In the ever-expanding online world, kids have more and more tools to connect with the outside world.
As smartphones and iPads have become more common, often children can live entire cyber lives that their parents know nothing about.
From photo and video applications such as Instagram and Vine to interactive sites such as Ask.fm, the potential exists to share, connect and interact with friends and strangers alike.
Social media apps can serve as useful tools for learning, connecting with others or mindless entertainment. But they also can open young people, particularly teens, to dangers such as Internet predators and bullying.
“We like to say all of the technology is wonderful, but there are things that people need to be aware of,” said Laurie
Nathan, a deputy director with the National Center for Missing & Exploited Children.
“Even as an adult, you have to think about what you’re downloading and what you might be giving up in terms of privacy.”
The online world is almost ubiquitous for young people today, according to the Pew Research Center. Research has found that 95 percent of children ages 12 to 17 are on the Internet.
Smartphones have gained an increased foothold in their online activity. Last year, more than one-third of teens owned one, according to the Pew report.
Common Sense Media, a nonprofit organization that monitors and rates all types of media, has found that, while Facebook was the app of choice for teens to connect in the past, young people have moved on to new types of social networking apps.

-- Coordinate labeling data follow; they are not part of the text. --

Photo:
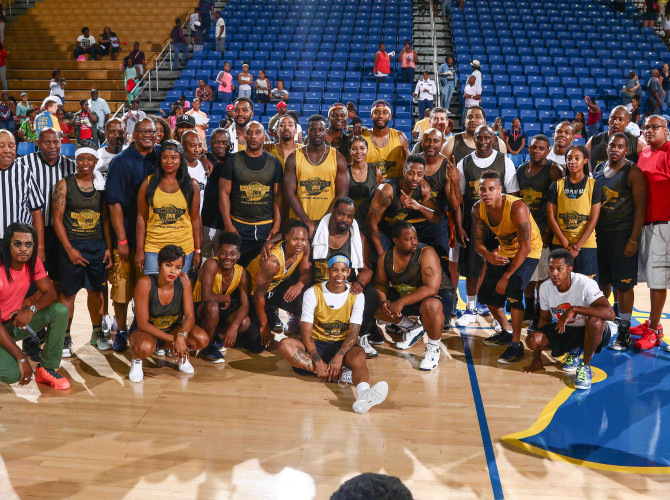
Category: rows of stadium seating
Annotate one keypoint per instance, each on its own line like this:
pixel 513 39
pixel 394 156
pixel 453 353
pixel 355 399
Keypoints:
pixel 540 58
pixel 322 50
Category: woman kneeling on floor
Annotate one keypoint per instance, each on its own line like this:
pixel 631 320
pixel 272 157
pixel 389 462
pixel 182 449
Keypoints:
pixel 164 310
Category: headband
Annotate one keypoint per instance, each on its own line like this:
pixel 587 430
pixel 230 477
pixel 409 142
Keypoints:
pixel 338 258
pixel 82 151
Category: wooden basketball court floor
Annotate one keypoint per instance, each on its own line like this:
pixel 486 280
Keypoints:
pixel 251 429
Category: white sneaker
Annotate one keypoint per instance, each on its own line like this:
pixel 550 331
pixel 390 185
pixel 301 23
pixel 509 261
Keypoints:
pixel 186 367
pixel 370 352
pixel 469 316
pixel 136 374
pixel 372 397
pixel 431 358
pixel 411 337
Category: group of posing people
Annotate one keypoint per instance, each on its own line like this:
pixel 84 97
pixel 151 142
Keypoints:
pixel 347 234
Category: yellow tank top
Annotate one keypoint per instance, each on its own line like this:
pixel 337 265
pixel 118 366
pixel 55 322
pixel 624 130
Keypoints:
pixel 218 281
pixel 390 159
pixel 331 325
pixel 573 213
pixel 316 184
pixel 169 222
pixel 506 231
pixel 283 273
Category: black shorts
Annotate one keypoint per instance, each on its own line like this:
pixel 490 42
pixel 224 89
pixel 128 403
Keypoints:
pixel 92 277
pixel 614 267
pixel 572 338
pixel 515 287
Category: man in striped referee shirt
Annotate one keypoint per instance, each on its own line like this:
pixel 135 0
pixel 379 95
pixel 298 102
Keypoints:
pixel 21 200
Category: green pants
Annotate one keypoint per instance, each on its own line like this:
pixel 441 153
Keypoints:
pixel 54 318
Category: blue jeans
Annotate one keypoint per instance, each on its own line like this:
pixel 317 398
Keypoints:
pixel 447 92
pixel 151 263
pixel 180 49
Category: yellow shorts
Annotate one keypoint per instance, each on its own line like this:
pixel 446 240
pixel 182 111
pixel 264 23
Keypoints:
pixel 123 276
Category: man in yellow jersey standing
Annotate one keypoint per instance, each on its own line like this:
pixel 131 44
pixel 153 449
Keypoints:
pixel 388 148
pixel 511 265
pixel 314 176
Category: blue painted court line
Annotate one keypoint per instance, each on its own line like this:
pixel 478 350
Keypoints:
pixel 483 425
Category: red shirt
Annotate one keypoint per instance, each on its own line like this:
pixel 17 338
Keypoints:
pixel 12 294
pixel 656 168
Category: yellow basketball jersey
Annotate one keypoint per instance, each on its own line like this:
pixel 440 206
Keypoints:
pixel 573 213
pixel 331 325
pixel 390 159
pixel 506 231
pixel 316 183
pixel 218 281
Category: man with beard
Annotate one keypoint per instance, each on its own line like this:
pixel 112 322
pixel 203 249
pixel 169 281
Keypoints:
pixel 388 148
pixel 470 168
pixel 534 178
pixel 212 223
pixel 598 144
pixel 250 196
pixel 314 176
pixel 564 134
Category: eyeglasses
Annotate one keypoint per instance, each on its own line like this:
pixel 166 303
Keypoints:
pixel 19 244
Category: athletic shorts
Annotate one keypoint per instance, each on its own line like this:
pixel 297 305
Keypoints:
pixel 515 286
pixel 655 252
pixel 92 277
pixel 572 338
pixel 614 268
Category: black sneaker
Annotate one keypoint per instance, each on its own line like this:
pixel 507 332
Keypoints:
pixel 622 342
pixel 501 338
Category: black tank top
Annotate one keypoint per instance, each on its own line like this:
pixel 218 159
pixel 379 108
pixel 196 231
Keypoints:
pixel 83 212
pixel 599 148
pixel 533 190
pixel 437 182
pixel 616 212
pixel 461 149
pixel 251 195
pixel 360 191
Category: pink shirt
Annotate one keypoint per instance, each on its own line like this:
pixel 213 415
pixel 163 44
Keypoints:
pixel 12 294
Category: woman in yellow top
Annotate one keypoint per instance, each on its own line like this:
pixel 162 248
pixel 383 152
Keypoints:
pixel 330 323
pixel 168 211
pixel 573 208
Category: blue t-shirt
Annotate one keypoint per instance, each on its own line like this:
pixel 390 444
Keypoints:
pixel 125 175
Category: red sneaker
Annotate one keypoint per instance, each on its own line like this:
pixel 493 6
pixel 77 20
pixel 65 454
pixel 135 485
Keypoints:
pixel 649 339
pixel 52 378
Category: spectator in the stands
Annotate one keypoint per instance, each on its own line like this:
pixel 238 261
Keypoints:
pixel 579 125
pixel 472 93
pixel 179 44
pixel 382 64
pixel 108 44
pixel 655 94
pixel 220 34
pixel 262 87
pixel 476 70
pixel 244 82
pixel 408 60
pixel 85 45
pixel 631 89
pixel 425 91
pixel 138 58
pixel 593 117
pixel 279 93
pixel 515 140
pixel 448 75
pixel 226 87
pixel 57 85
pixel 65 126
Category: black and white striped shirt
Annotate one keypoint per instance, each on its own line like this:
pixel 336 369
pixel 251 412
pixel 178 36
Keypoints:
pixel 19 195
pixel 47 176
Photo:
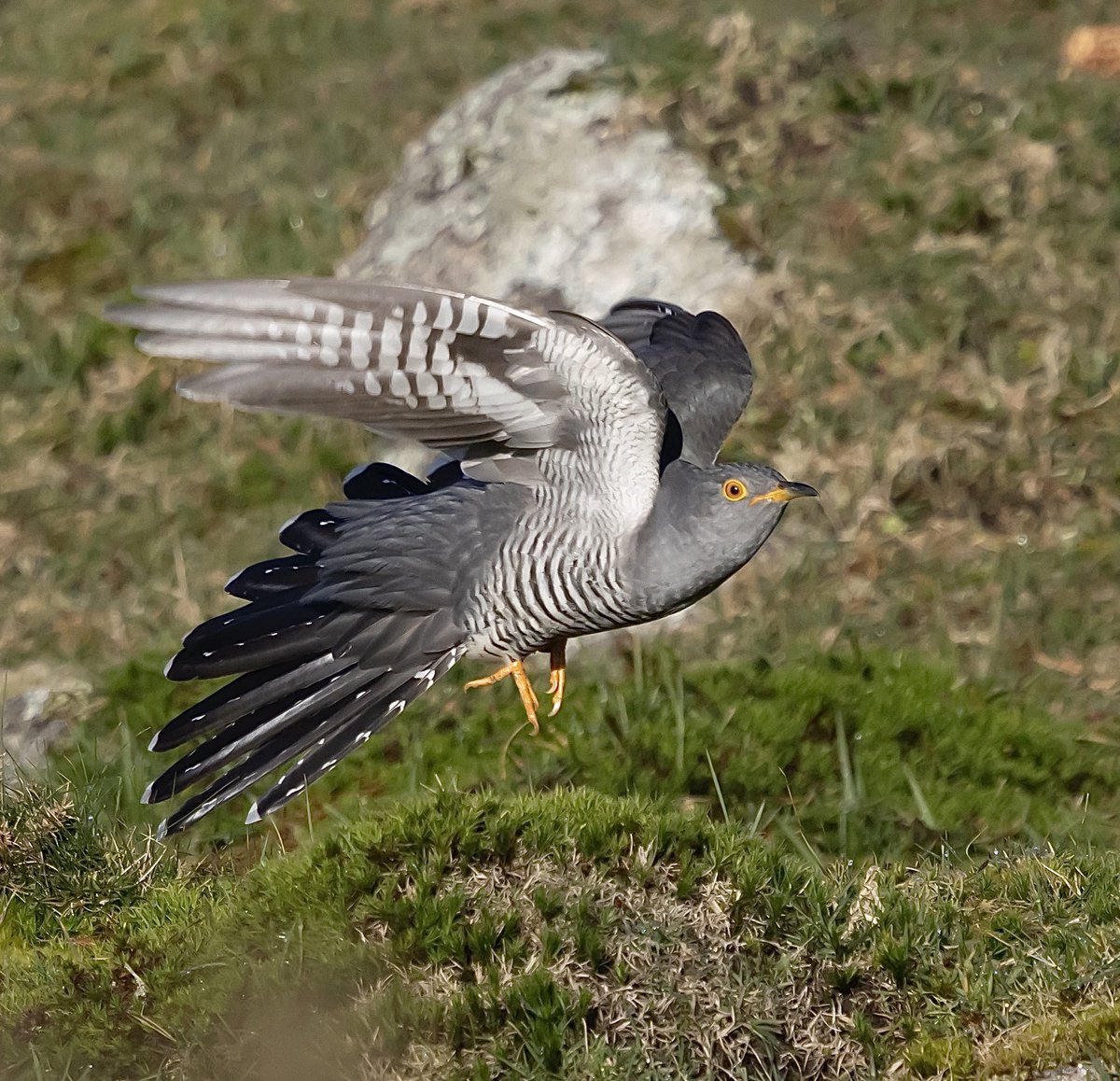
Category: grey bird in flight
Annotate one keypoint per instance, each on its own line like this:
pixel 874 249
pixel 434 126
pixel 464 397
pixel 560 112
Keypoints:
pixel 581 493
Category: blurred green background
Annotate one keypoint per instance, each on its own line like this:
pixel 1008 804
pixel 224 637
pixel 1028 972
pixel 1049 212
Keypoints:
pixel 925 670
pixel 931 206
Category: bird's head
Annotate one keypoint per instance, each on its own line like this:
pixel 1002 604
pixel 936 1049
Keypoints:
pixel 743 502
pixel 711 520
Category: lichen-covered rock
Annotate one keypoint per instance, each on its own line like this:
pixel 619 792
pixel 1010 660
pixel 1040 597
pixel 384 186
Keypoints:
pixel 530 190
pixel 40 706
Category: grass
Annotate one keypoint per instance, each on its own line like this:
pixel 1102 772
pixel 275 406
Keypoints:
pixel 557 934
pixel 861 821
pixel 849 754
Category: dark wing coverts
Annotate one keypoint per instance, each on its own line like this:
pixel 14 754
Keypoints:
pixel 700 362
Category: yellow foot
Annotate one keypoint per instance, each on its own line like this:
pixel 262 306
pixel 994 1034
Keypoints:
pixel 516 669
pixel 558 675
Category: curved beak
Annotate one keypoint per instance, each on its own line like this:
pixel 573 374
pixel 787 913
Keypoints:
pixel 784 492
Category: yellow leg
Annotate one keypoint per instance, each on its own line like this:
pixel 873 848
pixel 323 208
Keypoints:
pixel 516 669
pixel 558 675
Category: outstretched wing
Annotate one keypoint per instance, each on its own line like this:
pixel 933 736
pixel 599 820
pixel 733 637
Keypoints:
pixel 700 362
pixel 447 369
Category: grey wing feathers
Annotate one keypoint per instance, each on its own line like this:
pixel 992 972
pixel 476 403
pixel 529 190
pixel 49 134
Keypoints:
pixel 700 362
pixel 442 368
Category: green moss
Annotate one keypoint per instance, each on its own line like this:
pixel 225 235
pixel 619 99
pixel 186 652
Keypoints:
pixel 420 928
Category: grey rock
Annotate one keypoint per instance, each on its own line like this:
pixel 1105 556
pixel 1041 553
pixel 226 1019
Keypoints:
pixel 40 706
pixel 532 190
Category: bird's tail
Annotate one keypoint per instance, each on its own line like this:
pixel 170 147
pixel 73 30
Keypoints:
pixel 318 675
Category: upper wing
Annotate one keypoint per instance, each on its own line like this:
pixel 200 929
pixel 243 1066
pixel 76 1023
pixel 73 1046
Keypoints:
pixel 700 362
pixel 446 369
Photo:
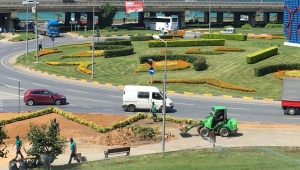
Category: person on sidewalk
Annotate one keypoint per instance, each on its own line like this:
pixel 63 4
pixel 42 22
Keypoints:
pixel 18 147
pixel 73 151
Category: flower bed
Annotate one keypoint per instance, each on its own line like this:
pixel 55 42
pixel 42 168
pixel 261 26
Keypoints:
pixel 209 81
pixel 82 66
pixel 233 49
pixel 287 73
pixel 97 53
pixel 160 65
pixel 47 51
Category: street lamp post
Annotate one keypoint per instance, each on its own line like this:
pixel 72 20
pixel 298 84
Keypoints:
pixel 164 93
pixel 93 42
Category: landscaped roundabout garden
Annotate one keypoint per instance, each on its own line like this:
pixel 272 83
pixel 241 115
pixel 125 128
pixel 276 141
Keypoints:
pixel 215 64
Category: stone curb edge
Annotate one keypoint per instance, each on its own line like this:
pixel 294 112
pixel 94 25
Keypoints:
pixel 168 91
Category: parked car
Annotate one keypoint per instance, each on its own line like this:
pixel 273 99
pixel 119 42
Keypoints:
pixel 43 96
pixel 228 31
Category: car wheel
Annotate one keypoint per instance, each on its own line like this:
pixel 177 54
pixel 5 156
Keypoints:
pixel 131 108
pixel 224 132
pixel 204 132
pixel 30 103
pixel 57 102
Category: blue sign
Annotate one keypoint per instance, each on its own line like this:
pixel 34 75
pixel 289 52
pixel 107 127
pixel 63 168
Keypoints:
pixel 151 70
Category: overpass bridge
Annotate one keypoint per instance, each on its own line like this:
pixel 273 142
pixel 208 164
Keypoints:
pixel 10 8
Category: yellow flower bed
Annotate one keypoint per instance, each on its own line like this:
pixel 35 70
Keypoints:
pixel 160 65
pixel 47 51
pixel 82 66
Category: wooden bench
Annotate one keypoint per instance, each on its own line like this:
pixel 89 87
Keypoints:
pixel 117 151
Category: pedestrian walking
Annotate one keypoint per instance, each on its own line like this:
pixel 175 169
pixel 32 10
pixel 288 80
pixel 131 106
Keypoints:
pixel 18 144
pixel 73 148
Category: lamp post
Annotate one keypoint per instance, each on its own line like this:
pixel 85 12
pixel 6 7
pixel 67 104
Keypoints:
pixel 93 42
pixel 164 93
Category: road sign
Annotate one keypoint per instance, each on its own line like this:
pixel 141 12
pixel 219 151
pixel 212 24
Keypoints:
pixel 151 70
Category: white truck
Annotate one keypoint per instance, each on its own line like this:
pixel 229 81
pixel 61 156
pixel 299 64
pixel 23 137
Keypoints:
pixel 141 97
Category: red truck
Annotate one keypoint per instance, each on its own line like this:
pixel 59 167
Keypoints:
pixel 290 100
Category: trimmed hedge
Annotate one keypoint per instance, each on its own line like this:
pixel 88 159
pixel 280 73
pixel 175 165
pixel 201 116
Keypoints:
pixel 238 37
pixel 261 55
pixel 200 64
pixel 114 50
pixel 115 41
pixel 188 58
pixel 147 38
pixel 187 43
pixel 267 69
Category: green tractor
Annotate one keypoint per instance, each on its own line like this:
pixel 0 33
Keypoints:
pixel 217 121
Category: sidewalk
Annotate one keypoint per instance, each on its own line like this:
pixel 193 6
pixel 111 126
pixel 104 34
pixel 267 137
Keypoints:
pixel 246 137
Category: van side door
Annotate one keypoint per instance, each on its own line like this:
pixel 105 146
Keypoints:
pixel 143 99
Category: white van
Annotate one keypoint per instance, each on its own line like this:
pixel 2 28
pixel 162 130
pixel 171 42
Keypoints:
pixel 141 97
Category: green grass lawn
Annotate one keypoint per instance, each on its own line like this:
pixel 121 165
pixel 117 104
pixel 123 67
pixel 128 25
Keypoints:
pixel 242 158
pixel 230 67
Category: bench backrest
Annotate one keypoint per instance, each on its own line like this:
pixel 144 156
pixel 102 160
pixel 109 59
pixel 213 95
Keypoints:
pixel 125 149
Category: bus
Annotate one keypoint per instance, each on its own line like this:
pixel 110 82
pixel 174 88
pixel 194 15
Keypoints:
pixel 159 23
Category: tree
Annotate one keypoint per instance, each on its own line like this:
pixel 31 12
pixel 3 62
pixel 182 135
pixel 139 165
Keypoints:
pixel 109 13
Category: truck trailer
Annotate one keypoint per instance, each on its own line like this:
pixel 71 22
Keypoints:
pixel 290 101
pixel 48 28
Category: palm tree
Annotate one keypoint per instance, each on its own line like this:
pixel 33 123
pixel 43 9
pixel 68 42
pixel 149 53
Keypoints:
pixel 58 16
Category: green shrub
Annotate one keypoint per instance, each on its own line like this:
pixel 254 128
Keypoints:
pixel 239 37
pixel 188 58
pixel 261 55
pixel 274 26
pixel 200 64
pixel 246 26
pixel 267 69
pixel 187 43
pixel 115 41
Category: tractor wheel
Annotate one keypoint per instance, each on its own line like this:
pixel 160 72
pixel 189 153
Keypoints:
pixel 204 132
pixel 291 111
pixel 224 132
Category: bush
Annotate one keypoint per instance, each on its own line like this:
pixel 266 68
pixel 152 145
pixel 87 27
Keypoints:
pixel 246 26
pixel 266 69
pixel 261 55
pixel 188 58
pixel 187 43
pixel 238 37
pixel 274 26
pixel 200 64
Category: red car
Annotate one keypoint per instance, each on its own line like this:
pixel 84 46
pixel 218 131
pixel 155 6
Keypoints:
pixel 43 96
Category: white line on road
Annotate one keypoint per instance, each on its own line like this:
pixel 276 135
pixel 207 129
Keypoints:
pixel 115 96
pixel 184 104
pixel 40 85
pixel 237 108
pixel 77 91
pixel 109 110
pixel 86 107
pixel 98 100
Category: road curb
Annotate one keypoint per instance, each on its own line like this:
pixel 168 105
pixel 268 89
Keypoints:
pixel 168 91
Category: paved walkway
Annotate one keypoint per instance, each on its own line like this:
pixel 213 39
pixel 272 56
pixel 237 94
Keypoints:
pixel 245 137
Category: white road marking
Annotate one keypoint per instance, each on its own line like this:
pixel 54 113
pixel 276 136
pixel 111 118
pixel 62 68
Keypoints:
pixel 115 96
pixel 78 91
pixel 98 100
pixel 237 108
pixel 233 114
pixel 40 85
pixel 184 104
pixel 109 110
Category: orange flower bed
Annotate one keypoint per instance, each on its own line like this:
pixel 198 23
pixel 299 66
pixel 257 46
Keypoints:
pixel 160 65
pixel 209 81
pixel 47 51
pixel 223 48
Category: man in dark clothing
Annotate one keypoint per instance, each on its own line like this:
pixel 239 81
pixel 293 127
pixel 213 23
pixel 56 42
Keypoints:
pixel 73 149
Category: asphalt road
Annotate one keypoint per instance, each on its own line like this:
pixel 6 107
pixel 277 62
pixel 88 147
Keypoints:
pixel 91 98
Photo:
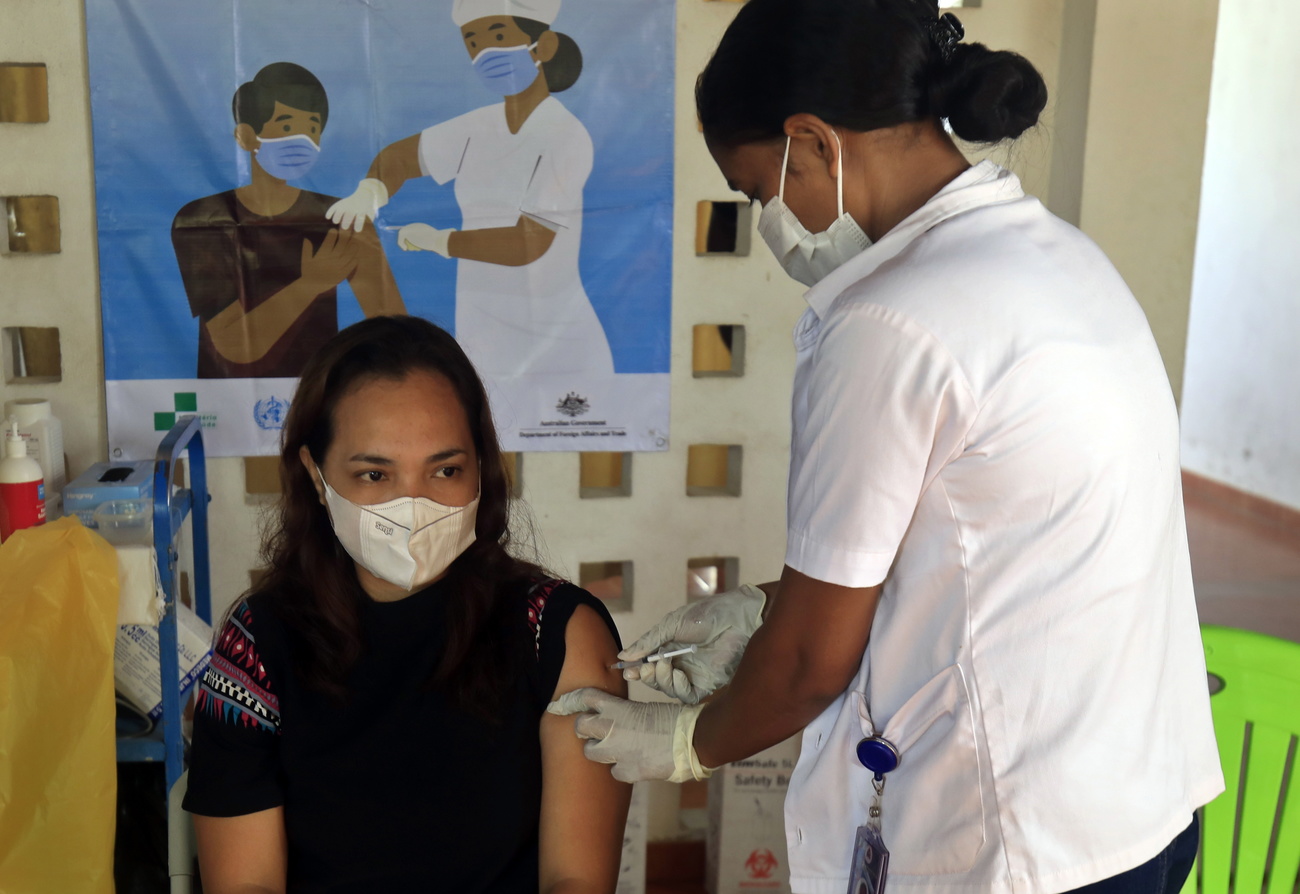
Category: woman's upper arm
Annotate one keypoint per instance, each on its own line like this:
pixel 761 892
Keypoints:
pixel 243 854
pixel 583 806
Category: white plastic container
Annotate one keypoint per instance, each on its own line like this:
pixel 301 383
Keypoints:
pixel 44 435
pixel 125 523
pixel 22 487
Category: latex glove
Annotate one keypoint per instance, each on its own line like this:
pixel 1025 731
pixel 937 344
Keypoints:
pixel 642 740
pixel 362 205
pixel 720 625
pixel 421 237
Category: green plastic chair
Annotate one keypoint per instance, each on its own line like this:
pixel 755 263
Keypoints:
pixel 1255 699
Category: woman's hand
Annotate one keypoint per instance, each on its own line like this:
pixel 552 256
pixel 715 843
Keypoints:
pixel 584 808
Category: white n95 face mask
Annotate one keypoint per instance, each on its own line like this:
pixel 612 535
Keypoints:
pixel 407 541
pixel 809 257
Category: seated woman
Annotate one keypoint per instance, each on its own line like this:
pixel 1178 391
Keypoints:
pixel 373 719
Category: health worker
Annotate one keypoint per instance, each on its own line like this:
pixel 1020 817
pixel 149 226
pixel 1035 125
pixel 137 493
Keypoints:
pixel 519 168
pixel 984 626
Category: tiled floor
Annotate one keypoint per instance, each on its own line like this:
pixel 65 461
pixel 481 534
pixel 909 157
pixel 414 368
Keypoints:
pixel 1246 559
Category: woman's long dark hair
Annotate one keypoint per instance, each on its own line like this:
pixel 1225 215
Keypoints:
pixel 862 65
pixel 312 582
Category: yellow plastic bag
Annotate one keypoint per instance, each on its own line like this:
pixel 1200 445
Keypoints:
pixel 57 751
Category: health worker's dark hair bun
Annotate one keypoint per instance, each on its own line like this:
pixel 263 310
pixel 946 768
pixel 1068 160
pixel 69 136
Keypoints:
pixel 564 68
pixel 987 95
pixel 862 65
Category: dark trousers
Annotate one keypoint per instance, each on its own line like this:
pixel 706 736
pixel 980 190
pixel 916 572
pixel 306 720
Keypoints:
pixel 1164 873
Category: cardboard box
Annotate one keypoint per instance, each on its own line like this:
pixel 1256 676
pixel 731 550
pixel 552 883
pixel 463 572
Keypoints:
pixel 108 481
pixel 745 846
pixel 137 658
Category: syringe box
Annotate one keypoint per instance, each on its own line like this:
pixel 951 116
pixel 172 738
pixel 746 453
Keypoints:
pixel 108 481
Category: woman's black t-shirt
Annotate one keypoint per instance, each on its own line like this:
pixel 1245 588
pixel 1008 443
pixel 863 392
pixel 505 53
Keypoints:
pixel 393 789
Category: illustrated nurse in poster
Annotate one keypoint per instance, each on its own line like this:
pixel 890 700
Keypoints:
pixel 519 169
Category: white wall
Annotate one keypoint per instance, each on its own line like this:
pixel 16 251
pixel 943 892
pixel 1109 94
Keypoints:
pixel 1242 386
pixel 53 159
pixel 1149 91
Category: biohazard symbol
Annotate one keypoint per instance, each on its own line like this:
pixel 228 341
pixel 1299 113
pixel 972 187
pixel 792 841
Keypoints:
pixel 761 863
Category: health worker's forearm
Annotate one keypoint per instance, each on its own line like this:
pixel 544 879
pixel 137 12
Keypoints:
pixel 802 658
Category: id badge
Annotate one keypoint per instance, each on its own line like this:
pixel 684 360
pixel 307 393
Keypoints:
pixel 870 862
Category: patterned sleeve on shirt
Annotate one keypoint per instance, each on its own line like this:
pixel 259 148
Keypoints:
pixel 235 688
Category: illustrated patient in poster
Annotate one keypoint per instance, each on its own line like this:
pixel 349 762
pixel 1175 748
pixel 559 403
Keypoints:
pixel 519 169
pixel 260 263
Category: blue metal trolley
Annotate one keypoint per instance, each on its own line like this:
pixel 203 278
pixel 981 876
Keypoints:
pixel 170 507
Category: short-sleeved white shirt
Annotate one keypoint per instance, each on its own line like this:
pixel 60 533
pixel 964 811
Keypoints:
pixel 534 319
pixel 983 422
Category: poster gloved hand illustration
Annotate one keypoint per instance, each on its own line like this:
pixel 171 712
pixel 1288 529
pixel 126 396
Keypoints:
pixel 525 146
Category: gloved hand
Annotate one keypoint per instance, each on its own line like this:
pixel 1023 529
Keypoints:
pixel 362 205
pixel 720 625
pixel 421 237
pixel 642 740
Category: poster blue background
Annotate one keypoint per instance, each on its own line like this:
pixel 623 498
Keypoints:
pixel 163 74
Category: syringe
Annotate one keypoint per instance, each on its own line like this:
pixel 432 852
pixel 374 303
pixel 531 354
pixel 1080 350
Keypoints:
pixel 651 659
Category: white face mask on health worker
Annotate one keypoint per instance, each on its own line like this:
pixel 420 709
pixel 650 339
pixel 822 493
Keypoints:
pixel 809 257
pixel 407 541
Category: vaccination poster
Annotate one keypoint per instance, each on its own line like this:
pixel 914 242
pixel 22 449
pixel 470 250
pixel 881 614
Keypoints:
pixel 272 170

Programs such as Instagram, Vine and Ask.fm are attracting thousands of new users every day, many of them teens and young people, according to Ingrid Simone, the senior editor of apps with Common Sense Media.
The diverse options for online contact and the fact that so many teens are obtaining smartphones have made it easier for teens to get online than ever before, said Walt Mueller, president of the Center for Parent/Youth Understanding.
“It used to be, when the Internet first came on the scene, the concerns were predators, bullying and pornography. But there used to be one computer in the home,” he said. “With smartphones, they have access to everything all the time.”
The Center for Parent/Youth Understanding is a nonprofit organization aiming to bridge the gap between adults and young people in matters of youth culture.
With the explosion of online activity, the Internet has become a focus of its mission, Mueller said.
“They call it the ‘digital frontier.’ No one knows what’s out there, and these things just kind of pop up,” he said.
According to the National Center for Missing & Exploited Children, 42 percent of kids in Grades 7-9 communicated with someone they didn’t know online in the past year.
The organization also found that 33 percent of children have received unwanted sexual material on the Internet, and 14 percent of youth have received unwanted sexual solicitations online.
The center operates a technology information program called NetSmartz to help educate parents, guardians and children about the potential dangers lurking on the Internet.
The increase in the number of teens with smartphones has only added another dimension to Internet safety. Smartphones with the ability to text has allowed for more cyberbullying, making text and email easier, Nathan said.
Certain programs give up-to-the-minute status updates of where kids might be and what they’re doing.
Plus, the fact that the tech world seems to be advancing at an exponential pace can make approaching the subject intimidating, Nathan said.
“Parents sometimes assume that the child knows more about technology than they do. We often see parents who are timid about parenting the child when it comes to smartphones and other types of technology,” she said.
Protecting your child can start even before you buy them a phone, Nathan said.
“Parents need to be aware of the smartphone they’re buying their
children,” she said. “They need to know what that phone is capable of. Is it Internet compatible? Does it have capabilities that you might not be aware of?”
Establishing rules and setting guidelines also are vital before giving a phone to children, Nathan said. Parents should make it clear that their kids need to come to them for permission before downloading any app.
That’s not going to be as feasible with older teens, but then parents need to follow up by checking the phone every week and examining what’s on it.
Some parents whom NetSmartz has worked with mandate that their children’s phones have to be turned over to them every night. That way, they can be monitored daily, Nathan said.
Most apps that are available for smartphones and tablets have redeeming qualities, Nathan said. They help make life easier and can be useful tools in modern life.
But the possibility exists that others can exploit them. Some apps result in a lack of privacy or open the door to unwanted contact, Nathan said.
“It’s important for parents to be aware of what their kids might be turning over,” she said.